Seit 22 Jahren gehört Quedlinburg zum Welterbe der Unesco. Das auf den 17. Dezember 1994 datierte Schreiben des Unesco-Generaldirektors erklärt die kleine Stadt im Harzvorland zum Teil des Welterbes, stellt sie auf eine Stufe mit den Pyramiden von Gizeh und der Chinesischen Mauer.

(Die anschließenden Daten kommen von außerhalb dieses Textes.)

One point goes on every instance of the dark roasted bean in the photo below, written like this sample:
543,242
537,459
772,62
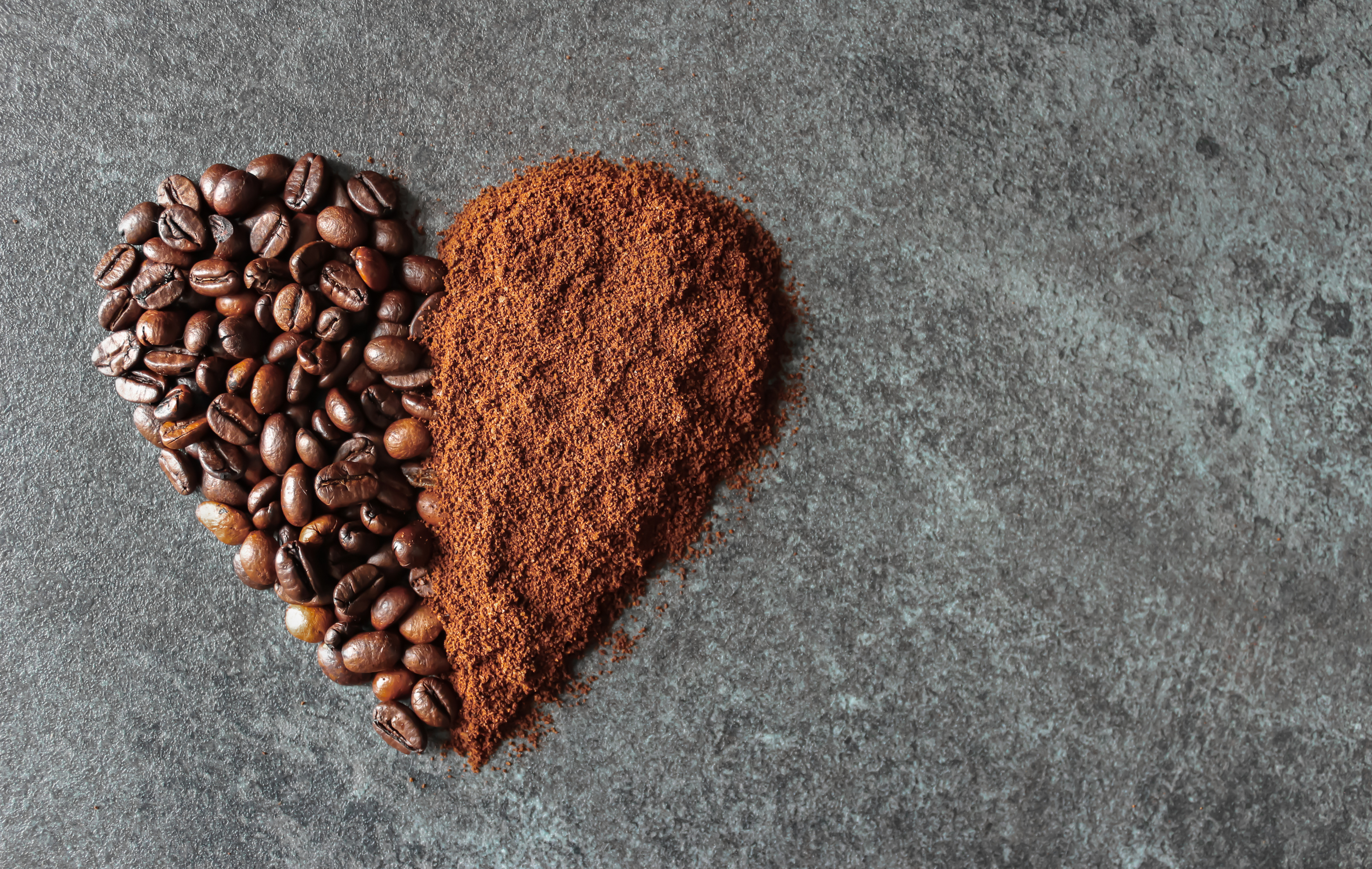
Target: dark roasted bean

Die von der Unesco geführte Liste des Welterbes umfasst aktuell 1.052 Stätten in 165 Ländern. In Deutschland gibt es 41 Welterbestätten. In Sachsen-Anhalt sind es vier. Was macht Quedlinburg so einzigartig? Da ist der alles überragende Schlossberg mit der Stiftskirche St. Servatius, die die Gräber des deutschen Königs Heinrich I. und seiner Frau Mathilde beherbergt. Außerdem ist die Quedlinburger Altstadt mit rund 2.000 Fachwerkhäusern aus acht Jahrhunderten und ihrem Grundriss ein Musterbeispiel für eine mittelalterliche europäische Stadt.

Als erste Stadt bundesweit trägt Quedlinburg seit dem Frühjahr 2015 auch offiziell den Titel „Welterbestadt“ im Namen. Dieser steht auf den 24 Ortsschildern sowie den offiziellen Briefbögen der Stadtverwaltung.